Sacha Baron Cohen plays the cello and is planning to take some Zoom classes from the masters.
Borat keeps his teenage daughter in a cage. (“Is it nicer than Melania’s cage?” she wonders.) And when he takes her clothes shopping, he asks the saleswoman to direct them to the “No means Yes section.”
Sacha Baron Cohen, who once dreamed of being a chef, loves to cook for his family.
Borat buys a chocolate cake and asks the woman behind the counter to write on top, “Jews will not replace us” in icing — with a smiley face.
Sacha Baron Cohen is an observant Jew who speaks Hebrew and works with the Anti-Defamation League on “Stop Hate for Profit,” a campaign to stem the bile on social media.
Borat sings a ditty about the Wuhan flu and chopping up journalists “like the Saudis do.”
Sacha Baron Cohen is Zooming in for an interview, sporting a black baseball cap, black T-shirt and a Covid-o’clock shadow.

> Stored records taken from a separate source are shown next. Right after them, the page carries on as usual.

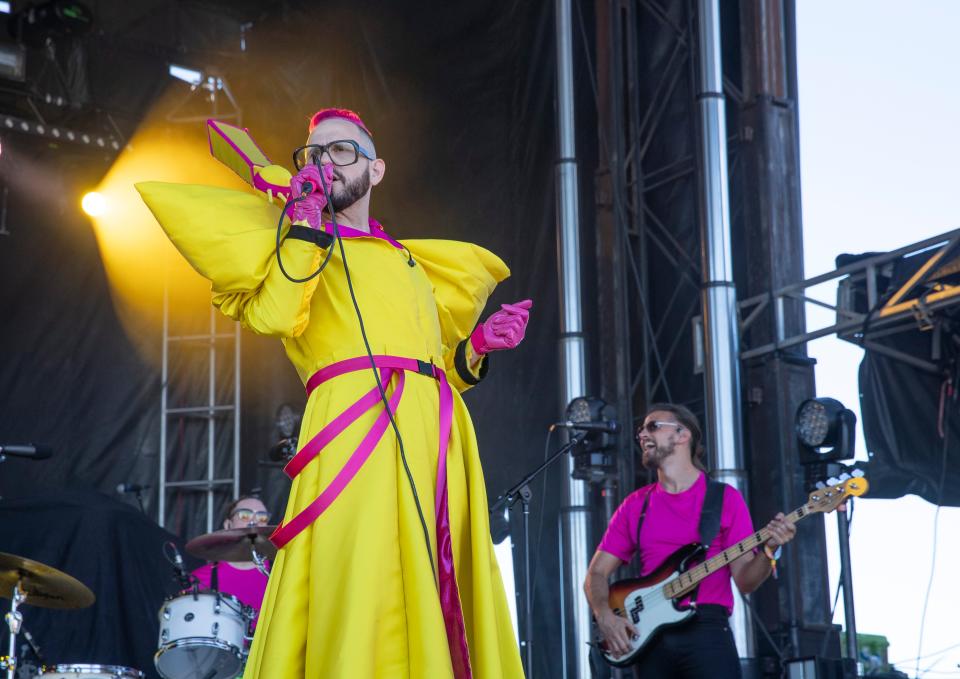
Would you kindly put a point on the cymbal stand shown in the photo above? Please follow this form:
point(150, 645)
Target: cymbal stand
point(260, 562)
point(14, 620)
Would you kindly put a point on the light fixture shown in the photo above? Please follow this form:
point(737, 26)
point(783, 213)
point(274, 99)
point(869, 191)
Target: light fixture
point(187, 75)
point(94, 204)
point(825, 430)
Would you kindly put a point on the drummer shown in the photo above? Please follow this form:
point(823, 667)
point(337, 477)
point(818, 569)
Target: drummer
point(242, 579)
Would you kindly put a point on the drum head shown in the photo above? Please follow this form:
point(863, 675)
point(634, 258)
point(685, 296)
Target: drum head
point(199, 658)
point(84, 671)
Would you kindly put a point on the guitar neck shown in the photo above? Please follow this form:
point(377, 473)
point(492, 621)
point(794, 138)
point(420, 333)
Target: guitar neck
point(691, 578)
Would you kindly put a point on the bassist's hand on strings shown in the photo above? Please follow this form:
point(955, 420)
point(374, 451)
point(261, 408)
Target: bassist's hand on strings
point(781, 532)
point(617, 632)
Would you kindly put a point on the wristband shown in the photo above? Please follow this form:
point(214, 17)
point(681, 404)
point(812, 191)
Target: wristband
point(773, 555)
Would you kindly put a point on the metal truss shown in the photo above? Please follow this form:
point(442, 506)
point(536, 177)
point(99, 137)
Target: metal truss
point(650, 149)
point(862, 314)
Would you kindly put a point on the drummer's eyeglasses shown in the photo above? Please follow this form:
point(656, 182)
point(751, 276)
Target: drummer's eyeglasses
point(249, 516)
point(654, 425)
point(341, 152)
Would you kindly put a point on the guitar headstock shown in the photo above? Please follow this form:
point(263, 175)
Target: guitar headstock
point(828, 498)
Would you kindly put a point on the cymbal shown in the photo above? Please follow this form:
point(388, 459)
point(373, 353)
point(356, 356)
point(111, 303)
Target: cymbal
point(44, 586)
point(234, 544)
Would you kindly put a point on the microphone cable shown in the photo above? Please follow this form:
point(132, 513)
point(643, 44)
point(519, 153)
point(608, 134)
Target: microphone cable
point(326, 260)
point(366, 344)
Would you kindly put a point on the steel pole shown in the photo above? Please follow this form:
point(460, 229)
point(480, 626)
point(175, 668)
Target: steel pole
point(721, 333)
point(575, 512)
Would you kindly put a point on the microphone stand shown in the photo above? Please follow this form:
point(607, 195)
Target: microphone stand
point(520, 491)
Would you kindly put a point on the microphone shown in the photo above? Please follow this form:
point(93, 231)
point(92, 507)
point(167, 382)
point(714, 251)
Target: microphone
point(283, 450)
point(28, 451)
point(608, 427)
point(130, 488)
point(178, 565)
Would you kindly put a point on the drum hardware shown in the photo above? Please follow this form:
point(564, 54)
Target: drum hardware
point(188, 651)
point(27, 582)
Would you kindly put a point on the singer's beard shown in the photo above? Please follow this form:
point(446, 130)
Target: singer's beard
point(653, 457)
point(350, 192)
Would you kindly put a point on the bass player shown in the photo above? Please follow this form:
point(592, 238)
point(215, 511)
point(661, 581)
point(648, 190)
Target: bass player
point(657, 520)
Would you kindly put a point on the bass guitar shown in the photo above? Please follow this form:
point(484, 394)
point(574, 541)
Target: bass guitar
point(651, 603)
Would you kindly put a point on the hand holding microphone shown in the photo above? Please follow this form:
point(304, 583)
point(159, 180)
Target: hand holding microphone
point(504, 329)
point(306, 185)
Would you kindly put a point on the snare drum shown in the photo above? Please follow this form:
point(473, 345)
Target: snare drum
point(201, 636)
point(79, 671)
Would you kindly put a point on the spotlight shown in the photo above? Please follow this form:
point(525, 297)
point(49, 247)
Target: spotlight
point(94, 204)
point(187, 75)
point(823, 423)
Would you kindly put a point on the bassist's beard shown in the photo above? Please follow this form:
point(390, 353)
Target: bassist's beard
point(653, 457)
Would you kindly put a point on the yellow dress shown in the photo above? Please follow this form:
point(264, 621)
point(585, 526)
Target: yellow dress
point(353, 595)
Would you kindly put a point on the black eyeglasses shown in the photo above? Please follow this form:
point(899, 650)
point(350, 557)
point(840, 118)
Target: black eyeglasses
point(249, 516)
point(341, 152)
point(654, 425)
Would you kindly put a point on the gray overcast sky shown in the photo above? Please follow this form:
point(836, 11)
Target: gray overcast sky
point(879, 113)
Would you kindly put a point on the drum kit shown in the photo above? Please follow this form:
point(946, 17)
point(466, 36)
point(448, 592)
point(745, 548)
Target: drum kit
point(204, 634)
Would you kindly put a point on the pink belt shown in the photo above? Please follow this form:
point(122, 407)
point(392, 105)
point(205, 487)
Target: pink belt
point(388, 366)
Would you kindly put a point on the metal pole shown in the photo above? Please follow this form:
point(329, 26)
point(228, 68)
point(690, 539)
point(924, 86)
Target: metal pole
point(846, 574)
point(527, 585)
point(211, 422)
point(236, 410)
point(164, 377)
point(721, 341)
point(575, 512)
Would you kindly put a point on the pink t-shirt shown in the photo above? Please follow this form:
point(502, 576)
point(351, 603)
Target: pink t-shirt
point(673, 521)
point(248, 585)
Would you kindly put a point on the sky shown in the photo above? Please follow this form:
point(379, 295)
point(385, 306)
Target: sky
point(879, 116)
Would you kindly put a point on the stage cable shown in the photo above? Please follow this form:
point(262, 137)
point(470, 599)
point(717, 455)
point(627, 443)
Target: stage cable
point(373, 365)
point(326, 260)
point(947, 392)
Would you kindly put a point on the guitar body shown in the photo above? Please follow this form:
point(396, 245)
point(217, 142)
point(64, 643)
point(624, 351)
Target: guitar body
point(650, 603)
point(643, 603)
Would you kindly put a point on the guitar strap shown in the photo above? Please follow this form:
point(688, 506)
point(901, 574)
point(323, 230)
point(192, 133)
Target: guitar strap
point(710, 514)
point(709, 521)
point(711, 511)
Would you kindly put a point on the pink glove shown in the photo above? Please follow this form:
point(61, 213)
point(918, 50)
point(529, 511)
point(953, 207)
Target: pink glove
point(311, 207)
point(503, 330)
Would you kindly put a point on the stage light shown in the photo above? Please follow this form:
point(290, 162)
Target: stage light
point(187, 75)
point(94, 204)
point(825, 430)
point(13, 62)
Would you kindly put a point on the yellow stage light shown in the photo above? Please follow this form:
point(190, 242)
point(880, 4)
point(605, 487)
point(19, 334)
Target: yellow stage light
point(94, 204)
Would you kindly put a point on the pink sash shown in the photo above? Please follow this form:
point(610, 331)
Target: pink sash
point(388, 366)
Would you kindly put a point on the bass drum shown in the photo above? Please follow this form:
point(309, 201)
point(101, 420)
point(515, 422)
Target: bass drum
point(202, 637)
point(80, 671)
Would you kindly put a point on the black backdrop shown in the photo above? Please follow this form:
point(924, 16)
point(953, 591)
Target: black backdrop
point(460, 98)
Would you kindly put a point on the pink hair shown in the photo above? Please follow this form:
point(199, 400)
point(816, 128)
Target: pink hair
point(342, 113)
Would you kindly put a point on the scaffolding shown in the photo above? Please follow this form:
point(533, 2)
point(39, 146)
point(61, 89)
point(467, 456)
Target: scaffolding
point(214, 352)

We talk for two hours about everything from his riotous “Borat” sequel to how he fell in love with his wife, the flame-haired actress Isla Fisher, to how he prepared to play Abbie Hoffman in Aaron Sorkin’s new Netflix movie, “The Trial of the Chicago 7,” to how he decided to call out Mark Zuckerberg and “the Silicon Six.”
If you thought the comedian could never do anything wilder than getting Dick Cheney to sign a waterboarding kit for him in his 2018 Showtime series, “Who Is America?” you would be wrong. There’s a scene with a top Trump adviser in “Borat Subsequent Movie Film: Delivery of Prodigious Bribe to American Regime for Make Benefit Once Glorious Nation of Kazakhstan” (premiering on Oct. 23 on Amazon) that will leave you gobsmacked.
They say Donald Trump has destroyed satire. But Mr. Baron Cohen proves that’s not so.
I’ve been following his work, and pestering him for an interview, ever since he first hit America, masquerading as Ali G, a wannabe British rapper, and scamming unsuspecting dignitaries into interviews.
He quizzed a puzzled James Baker about why he used a system of carrots and sticks in international diplomacy. What if a country didn’t like carrots? What if its inhabitants preferred a different vegetable?
Ali G pitched Donald Trump about investing in an ice cream glove that would prevent your hand from getting sticky.
Mr. Trump, who walked out of the interview in disgust, told me afterward: “I thought he was seriously retarded. It was a total con job. But my daughter Ivanka saw it and thought it was very cool.”
Mr. Baron Cohen, who turned 49 this past week, said, “Obviously, I’ve realized that I’ve had a longstanding distaste for the president. That was why I wanted to interview him as Ali G.”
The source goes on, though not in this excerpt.